At the end of the Second World War, Hartness remained with the 26th Division during its post-war occupation of Czechoslovakia, and he acted as division commander from June to July 1945. He was then assigned to the Infantry center at Fort Benning, Georgia, where he served as president of Army Ground Forces Board Number 3, one of several panels that considered issues and made recommendations with respect to post-war organization, training, and equipping of the army. When the National War College was founded in 1946, Hartness was among the senior officers whose wartime experience resulted in them being awarded equivalent credit for completing its program of instruction. Hartness was posted to South Korea as assistant division commander of the 7th Infantry Division during the United States Army Military Government in Korea. He was subsequently assigned as division commander, and he led the division from October 1947 to May 1948.

After his service in Korea, Hartness was posted to the Command and General Staff College as deputy commandant, and he acted as commandant from July to October 1950. In October 1950, Hartness was assigned to command the 4th Infantry Division, and he was promoted to major general in February 1951. In April 1951, Hartness led the 4th Infantry Division as it moved to West Germany in order to take up its role as part of North Atlantic Treaty Organization (NATO) forces in Western Europe, the first large deployment of U.S. troops to the European continent since the end of World War II.

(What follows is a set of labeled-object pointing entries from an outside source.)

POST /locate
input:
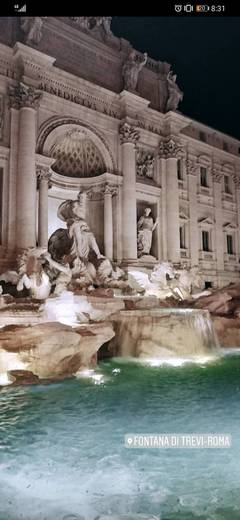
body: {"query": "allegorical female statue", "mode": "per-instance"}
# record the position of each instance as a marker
(145, 228)
(175, 95)
(131, 69)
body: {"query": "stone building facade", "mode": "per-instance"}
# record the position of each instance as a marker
(69, 120)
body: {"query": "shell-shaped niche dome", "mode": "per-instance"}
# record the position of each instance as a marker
(77, 156)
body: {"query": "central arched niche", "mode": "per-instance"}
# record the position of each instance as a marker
(77, 155)
(78, 152)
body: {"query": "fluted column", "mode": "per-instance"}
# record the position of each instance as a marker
(191, 165)
(108, 222)
(169, 149)
(236, 180)
(26, 99)
(162, 228)
(43, 177)
(128, 137)
(217, 193)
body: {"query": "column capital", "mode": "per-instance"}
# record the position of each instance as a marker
(217, 175)
(98, 192)
(191, 166)
(170, 147)
(236, 180)
(128, 134)
(110, 190)
(22, 95)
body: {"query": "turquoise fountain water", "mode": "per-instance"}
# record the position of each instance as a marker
(63, 454)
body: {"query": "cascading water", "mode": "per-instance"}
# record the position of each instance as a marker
(162, 333)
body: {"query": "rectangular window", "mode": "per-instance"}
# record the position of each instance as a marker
(208, 284)
(230, 244)
(179, 170)
(227, 184)
(1, 203)
(202, 136)
(182, 237)
(205, 241)
(203, 177)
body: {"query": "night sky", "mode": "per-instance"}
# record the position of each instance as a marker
(204, 54)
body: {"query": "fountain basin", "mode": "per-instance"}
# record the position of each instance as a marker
(157, 333)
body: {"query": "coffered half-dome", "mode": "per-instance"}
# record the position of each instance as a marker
(77, 155)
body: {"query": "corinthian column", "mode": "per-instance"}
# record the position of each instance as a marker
(108, 222)
(217, 193)
(43, 177)
(236, 180)
(193, 208)
(128, 138)
(169, 149)
(26, 99)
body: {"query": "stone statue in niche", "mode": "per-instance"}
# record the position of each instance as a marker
(131, 69)
(73, 213)
(91, 22)
(175, 95)
(78, 245)
(145, 228)
(32, 27)
(145, 164)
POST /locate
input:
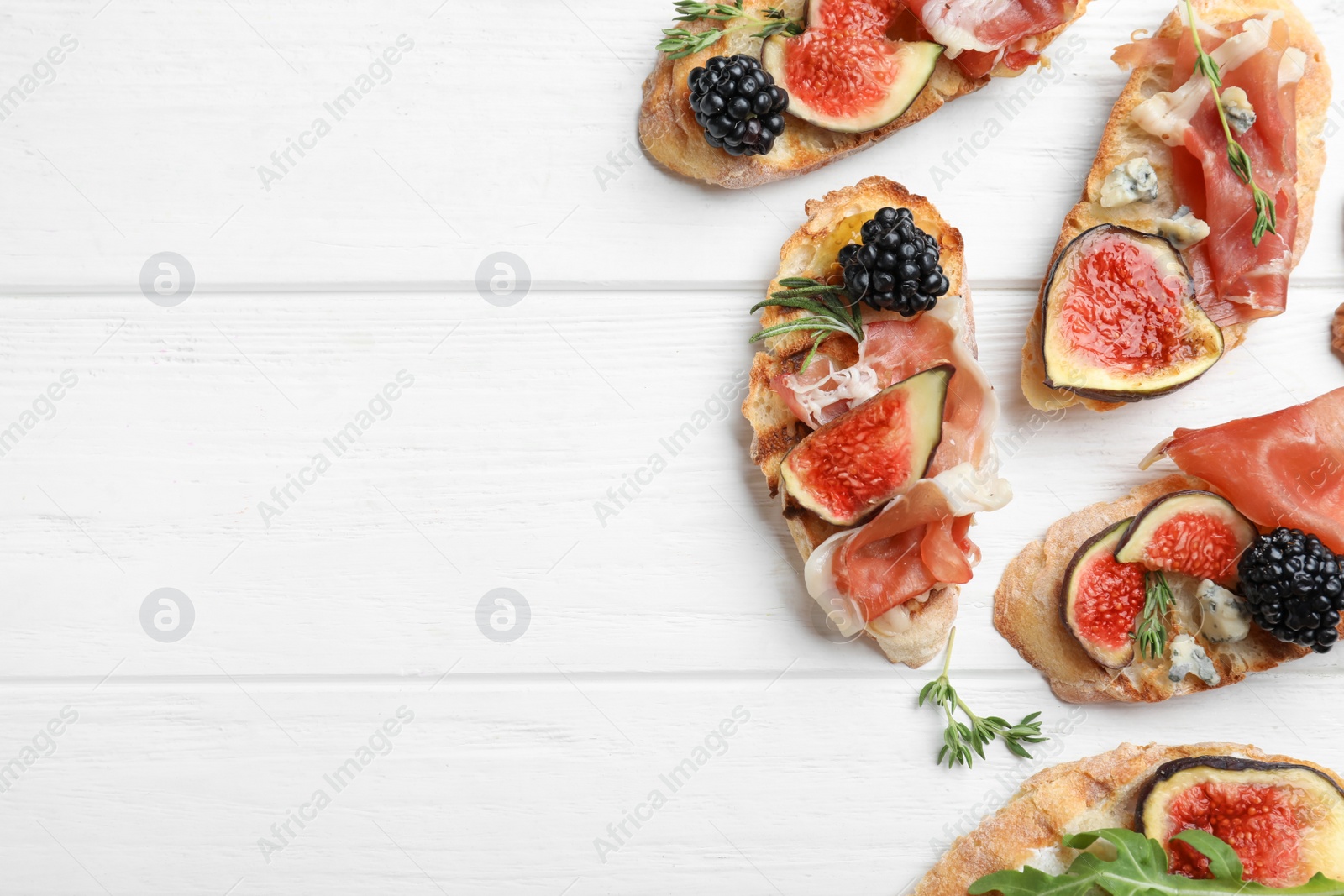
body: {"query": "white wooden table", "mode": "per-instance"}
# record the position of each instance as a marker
(320, 617)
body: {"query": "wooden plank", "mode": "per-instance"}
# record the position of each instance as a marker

In April 1952, Hartness was assigned as commander of the newly formed Office of Armed Forces Information and Education. He remained in this position until October 1954, when he retired. The awards and decorations Hartness earned during his career included the Silver Star, Legion of Merit, two awards of the Bronze Star Medal and the Order of the Patriotic War First Class (Union of Soviet Socialist Republics).

==Retirement and death==
In retirement, Hartness was a resident of Ophelia, Virginia. Among his endeavors was service as national treasurer of Freedoms Foundation at Valley Forge. He died in Tappahannock on June 13, 1986. Hartness was buried at Saint Stephen's Episcopal Church Cemetery in Heathsville, Virginia.

==Family==
In June 1921, Hartness married Mamie Humber Mooty of Columbus, Georgia. They were married until her death in 1984, and were the parents of a daughter, Sarah Elizabeth. Sarah Elizabeth Hartness was the wife of Allan Rawson Williams, an army veteran of World War II and a research chemist for Uniroyal.